In “Kitchen Confidential,” the book that launched Anthony Bourdain’s writing career, he explained that his subject was “street-level cooking and its practitioners.” Line cooks—the people actually making your food—“were the heroes,” he wrote. It was clear what kind of heroism he meant: obscured and nearly undetectable; all drudgery, no glory; the hustle its own reward. In the preface to an updated paperback edition, Bourdain said that the book had been wrongly perceived as an exposé of the restaurant business, when all he was trying to do was write something that his fellow cooks found “entertaining and true.” “I was not—and am not—an advocate for change in the restaurant business,” he wrote. “I like the business just the way it is.”

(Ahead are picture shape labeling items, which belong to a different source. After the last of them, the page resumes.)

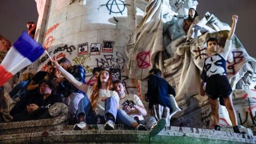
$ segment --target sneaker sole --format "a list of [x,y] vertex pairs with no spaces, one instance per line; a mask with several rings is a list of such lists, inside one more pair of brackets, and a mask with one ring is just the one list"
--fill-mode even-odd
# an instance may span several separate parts
[[104,129],[105,130],[114,130],[113,127],[111,127],[109,124],[106,124],[105,126],[104,126]]
[[79,127],[77,125],[75,125],[74,126],[74,130],[75,131],[78,131],[78,130],[82,130],[82,129]]
[[149,132],[149,136],[154,137],[161,132],[165,126],[166,121],[164,118],[161,118],[157,122],[156,126]]

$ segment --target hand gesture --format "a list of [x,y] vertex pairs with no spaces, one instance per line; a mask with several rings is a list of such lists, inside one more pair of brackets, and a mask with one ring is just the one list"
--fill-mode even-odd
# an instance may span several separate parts
[[107,98],[108,97],[106,97],[106,96],[103,96],[102,98],[101,99],[101,101],[105,101],[106,100],[107,100]]
[[131,107],[129,105],[127,105],[123,107],[123,109],[127,114],[130,112],[130,111],[131,111]]
[[32,113],[37,109],[38,109],[39,107],[36,104],[32,103],[27,106],[27,110],[28,110],[28,113]]
[[54,83],[55,85],[58,85],[60,83],[63,82],[65,80],[64,77],[57,77],[53,78],[53,83]]

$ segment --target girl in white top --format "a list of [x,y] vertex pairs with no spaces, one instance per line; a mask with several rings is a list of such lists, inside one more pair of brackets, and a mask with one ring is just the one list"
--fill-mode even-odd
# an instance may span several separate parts
[[[75,77],[65,70],[57,62],[54,62],[56,68],[79,90],[86,92],[86,85],[76,80]],[[87,97],[81,99],[78,104],[77,117],[79,124],[74,126],[75,130],[86,129],[85,121],[90,124],[96,124],[96,115],[104,116],[107,122],[106,130],[113,130],[114,124],[116,120],[116,113],[119,108],[119,96],[115,91],[110,91],[112,88],[112,76],[108,70],[100,71],[97,81],[92,89],[87,92]],[[105,107],[106,106],[106,107]],[[94,111],[94,113],[92,113]],[[89,121],[91,121],[89,122]]]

Whether he meant to or not, Bourdain did change the business, in part by stoking the public’s interest in its inner workings. His vivid portrait of life in the kitchen helped turn the line cook into an ascendant figure; a quarter of a century later, people without any particular connection to the industry are familiar with the image of a cook drinking ice water out of a plastic quart container; with the term “back of house”; with the ritual of “family meal.” The TV show “The Bear” has proffered an insider’s view of the quotidian dramas of opening a restaurant, giving focus not only to Carmy, the head chef and owner, but also to Sydney, a sous-chef learning her worth in macho environs, and to Lionel, a quietly ambitious pastry chef.